How We Built a Better Ambulance

The Children’s Hospital of Philadelphia designed for safety from the ground up

We knew it would be a challenge to design new specialty-care transport ambulances that were both efficient for medical teams and safe for patients and crews. Engaging in a free flow of ideas with vendors and stakeholders while working to remain fiscally responsible complicated the effort further. But we were able to do all this and more to achieve our operational goals for The Children’s Hospital of Philadelphia’s Emergency Transport Team.

In developing the vehicles, we blended the latest technology with a safety package that provides all occupants with a safe operating environment both internally and externally. The design team and ambulance manufacturer, American Emergency Vehicles (AEV), worked together to create three new specialty-care transport units for the hospital (known as CHOP) and American Medical Response. Over the past five years, CHOP and AMR have shared a unique partnership providing advanced critical care to a diverse neonatal and pediatric population. Three ambulances are equipped to provide care to patients from neonates through adults, and they meet EMS licensure requirements for Pennsylvania and New Jersey.

Getting Started

We reviewed crash data testing from Objective Safety and concluded many ambulance crashes cause catastrophic injuries and deaths due to design flaws within the patient compartment. Research shows that approximately 22 people die annually in ambulance crashes. Objective Safety provided video crash-testing using dummies in scenarios common to the transport and 9-1-1 environments. AEV also has done crash-testing of its design and demonstrated maintenance of box integrity through multiple 40-mph T-bone-type impacts. AEV defined safety zones that required attention and made design recommendations to minimize occupant injury potential. We took that information and worked closely with AMR and AEV to design the vehicles.
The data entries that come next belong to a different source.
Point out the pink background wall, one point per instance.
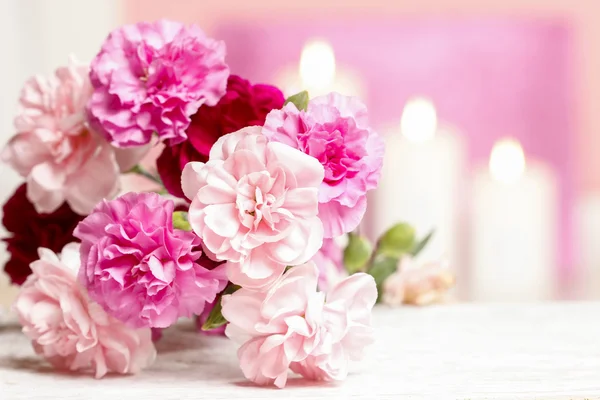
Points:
(584, 15)
(491, 77)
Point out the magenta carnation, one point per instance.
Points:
(140, 269)
(151, 77)
(334, 129)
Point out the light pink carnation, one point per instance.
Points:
(254, 204)
(418, 284)
(151, 77)
(334, 129)
(55, 150)
(71, 332)
(140, 269)
(293, 326)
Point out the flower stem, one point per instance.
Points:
(139, 170)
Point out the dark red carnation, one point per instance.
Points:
(243, 105)
(30, 230)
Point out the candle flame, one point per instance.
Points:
(507, 161)
(419, 120)
(317, 66)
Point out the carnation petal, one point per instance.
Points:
(222, 219)
(338, 219)
(191, 182)
(306, 169)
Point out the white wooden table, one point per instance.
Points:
(463, 351)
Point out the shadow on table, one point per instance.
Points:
(291, 383)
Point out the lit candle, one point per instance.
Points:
(513, 227)
(318, 73)
(587, 217)
(421, 182)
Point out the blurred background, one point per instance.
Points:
(489, 110)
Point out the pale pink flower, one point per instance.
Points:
(149, 78)
(417, 284)
(139, 268)
(329, 260)
(334, 129)
(62, 159)
(254, 204)
(293, 326)
(69, 330)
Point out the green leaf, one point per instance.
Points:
(396, 241)
(380, 270)
(357, 253)
(215, 318)
(180, 221)
(300, 100)
(421, 244)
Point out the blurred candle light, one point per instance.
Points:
(419, 120)
(513, 227)
(318, 73)
(507, 161)
(421, 181)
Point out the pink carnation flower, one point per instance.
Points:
(151, 77)
(254, 204)
(71, 332)
(55, 150)
(334, 129)
(293, 326)
(140, 269)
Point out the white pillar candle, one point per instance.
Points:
(588, 233)
(319, 74)
(513, 228)
(421, 182)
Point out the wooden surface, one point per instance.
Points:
(463, 351)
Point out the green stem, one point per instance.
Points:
(142, 172)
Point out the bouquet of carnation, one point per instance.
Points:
(252, 192)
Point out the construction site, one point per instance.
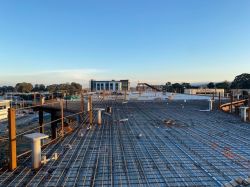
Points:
(153, 140)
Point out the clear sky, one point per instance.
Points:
(54, 41)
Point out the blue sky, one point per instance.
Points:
(155, 41)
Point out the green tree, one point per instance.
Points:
(210, 85)
(24, 87)
(241, 81)
(223, 85)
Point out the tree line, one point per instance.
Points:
(240, 82)
(25, 87)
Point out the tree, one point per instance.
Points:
(223, 85)
(52, 88)
(241, 81)
(177, 87)
(24, 87)
(186, 85)
(211, 85)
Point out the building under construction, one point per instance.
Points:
(145, 143)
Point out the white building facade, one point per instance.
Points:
(98, 86)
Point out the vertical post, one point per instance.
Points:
(231, 105)
(90, 111)
(248, 114)
(125, 95)
(34, 98)
(41, 116)
(210, 104)
(66, 102)
(82, 103)
(82, 106)
(53, 125)
(41, 121)
(99, 121)
(219, 100)
(12, 139)
(62, 117)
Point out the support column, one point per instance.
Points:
(82, 103)
(243, 113)
(90, 111)
(231, 105)
(54, 125)
(41, 121)
(12, 139)
(41, 115)
(36, 148)
(219, 100)
(62, 117)
(99, 115)
(210, 104)
(249, 114)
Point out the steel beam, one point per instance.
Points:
(12, 139)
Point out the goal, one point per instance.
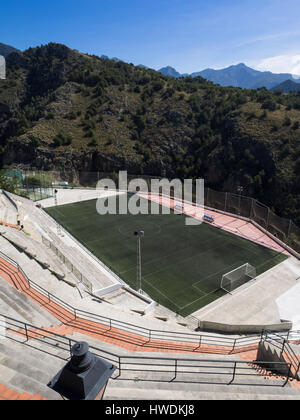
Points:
(236, 278)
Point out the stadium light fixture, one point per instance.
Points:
(56, 205)
(240, 190)
(139, 235)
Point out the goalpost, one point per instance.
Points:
(236, 278)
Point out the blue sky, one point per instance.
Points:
(189, 35)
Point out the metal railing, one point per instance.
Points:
(160, 369)
(282, 342)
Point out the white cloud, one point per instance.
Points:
(281, 64)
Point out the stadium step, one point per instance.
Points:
(137, 390)
(26, 369)
(125, 339)
(17, 305)
(8, 394)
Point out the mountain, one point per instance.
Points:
(239, 75)
(287, 87)
(5, 50)
(170, 72)
(65, 111)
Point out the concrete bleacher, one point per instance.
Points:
(17, 305)
(29, 366)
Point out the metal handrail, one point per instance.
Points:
(154, 365)
(278, 341)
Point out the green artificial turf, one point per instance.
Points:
(182, 266)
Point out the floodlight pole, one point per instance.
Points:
(240, 191)
(56, 205)
(139, 236)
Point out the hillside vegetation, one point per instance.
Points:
(63, 109)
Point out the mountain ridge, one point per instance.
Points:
(66, 111)
(239, 75)
(5, 50)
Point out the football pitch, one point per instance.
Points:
(182, 266)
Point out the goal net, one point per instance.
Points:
(238, 277)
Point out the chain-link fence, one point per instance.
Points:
(283, 229)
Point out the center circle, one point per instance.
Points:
(150, 228)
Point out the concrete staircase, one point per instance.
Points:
(19, 306)
(27, 367)
(7, 394)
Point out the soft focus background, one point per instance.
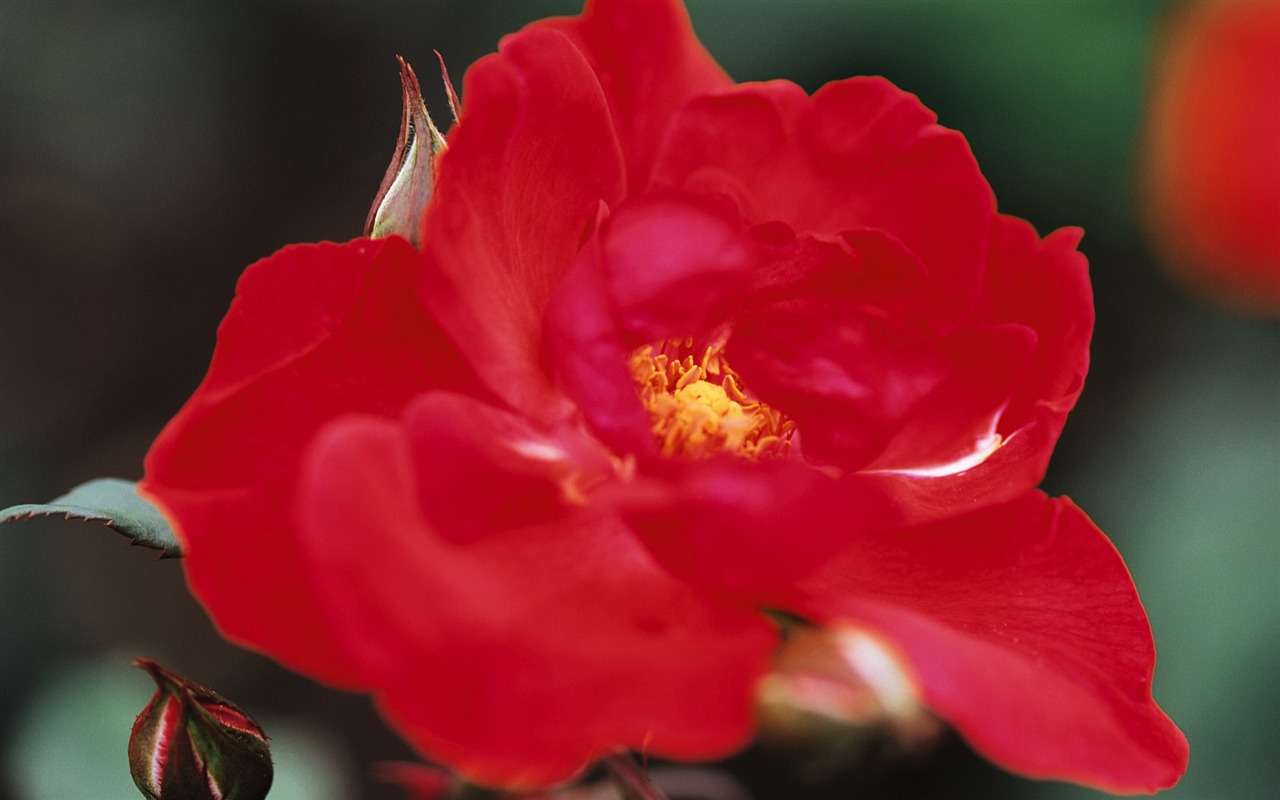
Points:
(149, 151)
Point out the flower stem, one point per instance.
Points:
(631, 778)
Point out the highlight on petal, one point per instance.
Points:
(1014, 376)
(506, 657)
(529, 164)
(315, 332)
(1024, 631)
(649, 63)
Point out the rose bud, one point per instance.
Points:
(191, 743)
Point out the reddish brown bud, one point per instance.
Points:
(193, 744)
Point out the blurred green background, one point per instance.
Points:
(149, 151)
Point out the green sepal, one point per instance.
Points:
(115, 503)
The CHOP Emergency Transport Team (ETT) transports approximately 3,000 patients every year by ambulance, helicopter and fixed wing. The team averages 2,500 ground transports annually. Its ambulances average approximately 7,500 miles a month. Important among our needs was a dependable chassis that could withstand the rigors of constant urban/suburban use. AMR’s fleet management team suggested CHOP consider the Ford E-450 Super Duty chassis with the V-10 Triton gas engine. Several of AMR’s operational hubs in the Midwest use them with great success. We decided to mount them on the Ford gas chassis based on out-of-service data and AMR’s recommendations.

The Patient Care Area

The next challenge was to design a patient care area that was both safe and efficient, blending ergonomics with functionality. One big concern was rider comfort. A normal CHOP ground transport can range between 2–5 hours depending on the destination and traffic. We knew having a comfortable ride would reduce stress and fatigue on providers, allowing them to maintain focus during patient care. CHOP, AEV and EVS (Emergency Vehicle Seating) Ltd. held a conference call to discuss our concerns. This helped EVS engineers understand our unique needs, which allowed them to design and build one-of-a-kind custom seating for the transport team. The seats (see Figure 1) provide the rider with comfort for long trips as well as a crashworthy design.
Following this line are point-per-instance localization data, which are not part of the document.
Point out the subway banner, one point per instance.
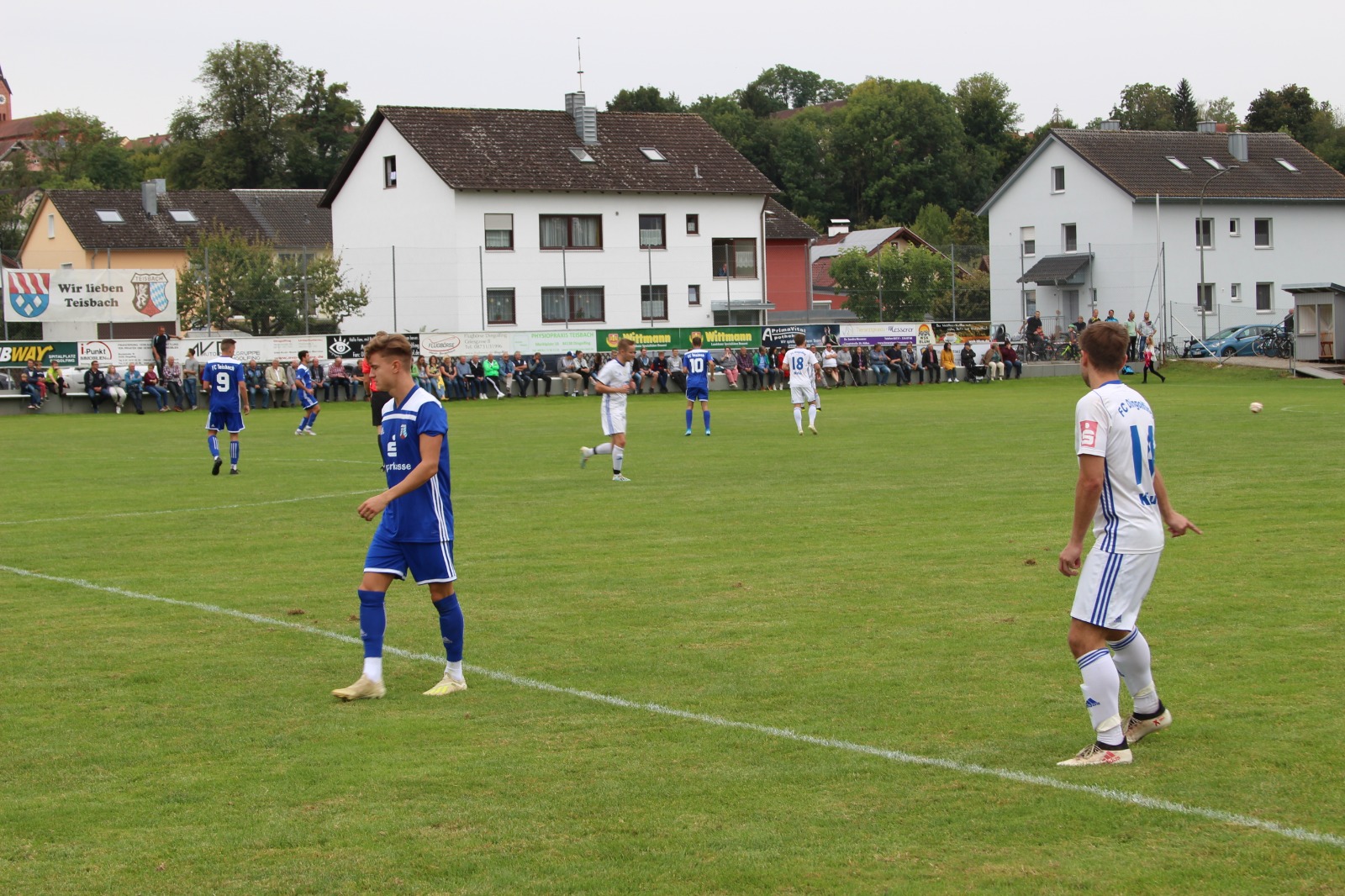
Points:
(92, 296)
(18, 354)
(669, 338)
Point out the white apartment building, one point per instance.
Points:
(470, 219)
(1082, 222)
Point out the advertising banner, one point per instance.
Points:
(92, 296)
(18, 354)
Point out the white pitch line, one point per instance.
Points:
(784, 734)
(187, 510)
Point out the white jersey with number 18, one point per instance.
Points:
(800, 363)
(1116, 423)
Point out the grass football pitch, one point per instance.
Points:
(768, 663)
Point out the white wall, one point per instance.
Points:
(443, 266)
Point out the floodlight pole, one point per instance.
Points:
(1203, 245)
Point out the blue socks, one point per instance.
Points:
(373, 622)
(451, 627)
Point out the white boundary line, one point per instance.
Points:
(188, 510)
(784, 734)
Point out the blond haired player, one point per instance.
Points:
(1122, 495)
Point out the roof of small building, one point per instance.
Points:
(531, 150)
(289, 219)
(257, 214)
(782, 224)
(1141, 165)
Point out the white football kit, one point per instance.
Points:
(802, 365)
(615, 376)
(1116, 423)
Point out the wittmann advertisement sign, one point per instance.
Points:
(92, 296)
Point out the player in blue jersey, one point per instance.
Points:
(224, 380)
(699, 366)
(307, 397)
(416, 532)
(1122, 497)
The finished product is constructed with an integrated five-point restraint harness in high-visibility yellow. The harnesses have pretensioners built in that allow the occupant to move freely in the seat but lock when stressed by G-forces. The seats adjust forward and aft and are on a swivel base that locks in various attitudes to allow the crew to get close to the patient and remain seated while the vehicle is in motion.

The Interior

We planned the interior crew area to maintain function and diminish the potential for injury.

Head strikes and projectiles are two of the major causes of injuries to crew members in the patient care area. By padding and protecting corners, we reduced the risks associated with head strikes during a crash.